2022年7月下旬。快晴。今日は長女とスイスのヴァリスでハイキング。標高、1,200 mくらいの村から標高2,200 mのフィエシュ∙アルプスまで徒歩で。いざ、出陣!
 
1,600m付近:
ゼイゼイ、ハーハーと登っていたら、16歳の娘が、
「ママ、持つよ」
と言って、私の背中から水筒の入ったバックパックを取り上げスタスタと前を歩いていく。
さすがは、水泳部!
彼女は狂人的な心臓と肺を持つ。
 
赤ちゃんの頃は背中に負ぶって、一緒にハイキングもしたし、スキーもした。プールでは、
「ママはクジラだからね。
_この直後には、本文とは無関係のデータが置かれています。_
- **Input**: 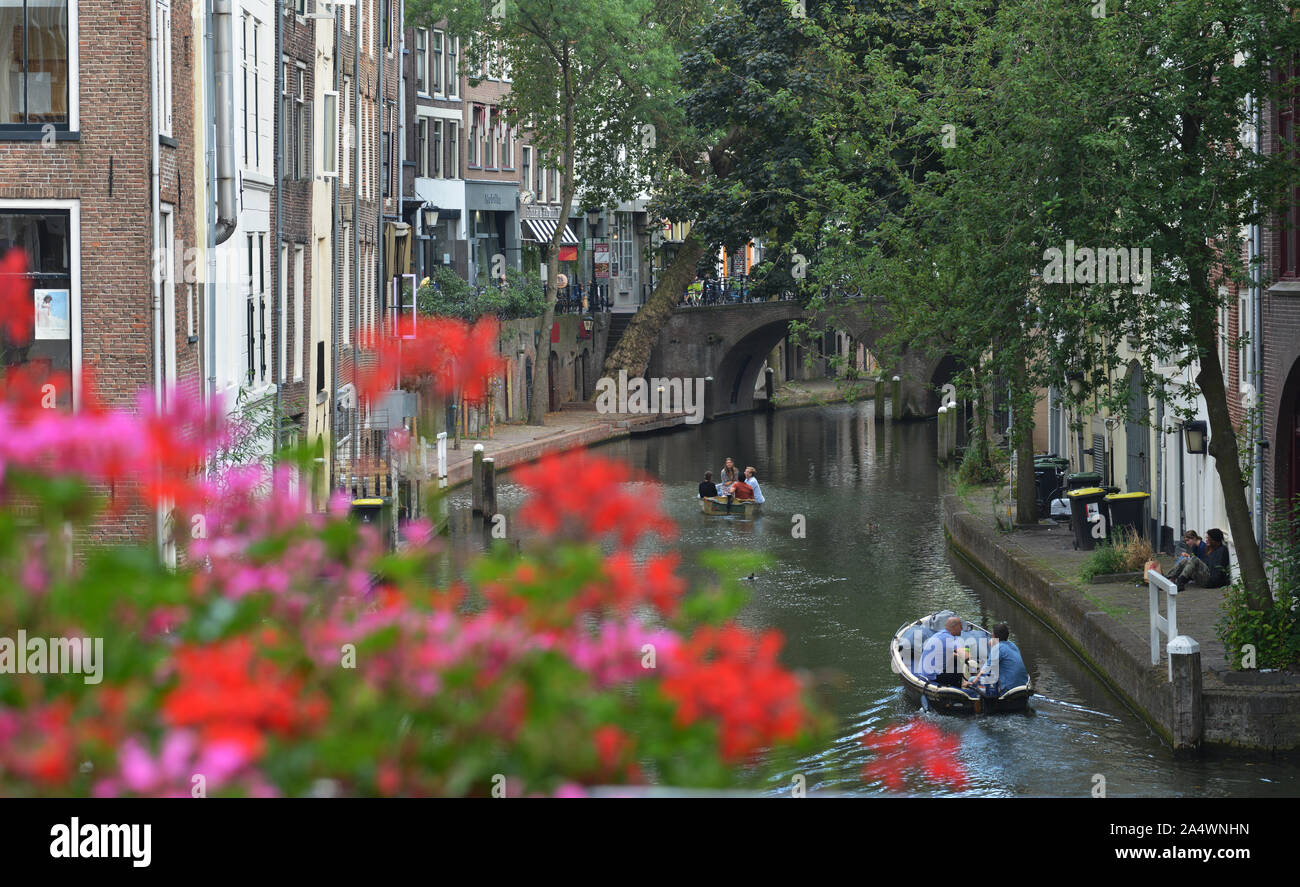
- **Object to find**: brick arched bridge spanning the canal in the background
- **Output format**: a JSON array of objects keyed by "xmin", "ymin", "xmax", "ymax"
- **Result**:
[{"xmin": 646, "ymin": 299, "xmax": 953, "ymax": 417}]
背中に掴まってるんだよ」
と言い聞かせて、背中に乗せて泳いだ。
いつの間に、こんなに大きく、強くなったんだろう?
坂道がゴルゴタみたいになってきたら、二宮金次郎みたいに負ぶってくれるかな?
 
1,700m付近:
野生のラズベリーの群生に遭遇。市販の物より小さいが美味しい! 二人で、熊の親子のようにムシャムシャと食べる。

1,800m付近:
牛飼いの小屋の前で番犬に吠えたてられる。乾いた牛の糞を踏みしめながら逃げる。
 
2,000m付近:
野生のイチゴやブルーベリーの群生に遭遇。
美味しい!
しかし、なんという、絶景! ローン川を挟んで谷の向こう側にそそり立つイタリア∙アルプスの氷河が手に取るように見える。
 
2,100m付近:
頭上にフィエシュ∙アルプスの山小屋やホテルやゴンドラの駅が崖っぷちに見えてきた。
あと、もう少し!
ところが、上へ向かう山道がない。そこで、仕方がないので高速で下界に向かって降りていくゴンドラを背に、高木(こうぼく)限界線を平行に進む。ところが、しばらく行くと、山道は下り坂になった。
「ママ、どうする?」
「何がなんでも標高は下げないからね!」
折角ここまでエッチラオッチラ登ってきたんだ。下に行ってたまるか! ゴールは目の前なのに……
「カナダ式で登ろう」
「マジで?」
「うん」
 
カナダは人口の少ない野生の国なので、都会に近くなければ、山道などという贅沢なものはない。カナダ式のハイキングというのは、草木をかき分けて山道のない道を地図を頼りに無理矢理登り進めること。
 
カナダでは、大抵、伐採道路から登り始める。伐採道路の行き止まり当たりから、森に入いる。山道があればラッキーだ。ないことの方が多い。木々の合間を上へ上へと上がっていく。背丈より高いツツジ科の低木の茂みをかき分けながら登ることもある。運が悪いと、黒熊に遭遇する。だから、黒熊に遭遇するのが大嫌いな私はもうカナダでは大きなハイキングはしない。
 
何年か前、まだ子供達が小さかった頃、スイスのヌフェネン峠から、イタリアに抜けてハイキングをしていた。ゼーゼー、ハーハー言いながら岩の山道を登りきったところで、先を歩いていた娘達が血相を変えて走って戻ってくる。
「どうしたの?」
夫が聞く。
「なんか、怖いのが沢山いる」
家族4人でソロソロと前へ進んだ。岩場の一段下にアイベックスの家族が7,8頭ほど、私たち人間の家族をその大きな草食動物の目で静かに見上ていた。だから、スイスでのハイキングは辞められない。
 
娘はカナダ人のくせにカナダ式で登ったことはない。二人で、地面にはったように生えているクマコケモモやブルーベリーを踏みしめながら登った。
 
2,200m付近:
やっと着いた! 所要時間、3時間。こんな高い場所でも牛達が草を食んでいる。汗が止まらない。夕暮れの山頂の空気は真夏でも冷たい。
 
絶景を堪能していると、娘が急かす。
「早くレストラン入って何か飲もうよ」
脂肪のない彼女は寒さで震えている。
 
ゴンドラ駅前のレストランで娘はリベラを、私はコーヒーを注文した。夕闇のフィエシュ∙アルプスを、夕食を済ませたホテルの宿泊客が、パファーやフリースを着てゆっくりと散策している。この人達は、この木のない岩だけの幻想的な山上で一夜を過ごせる。なんて羨ましい!
 
最終便の夜の9時半のゴンドラで下界に降りた。また、登りたい。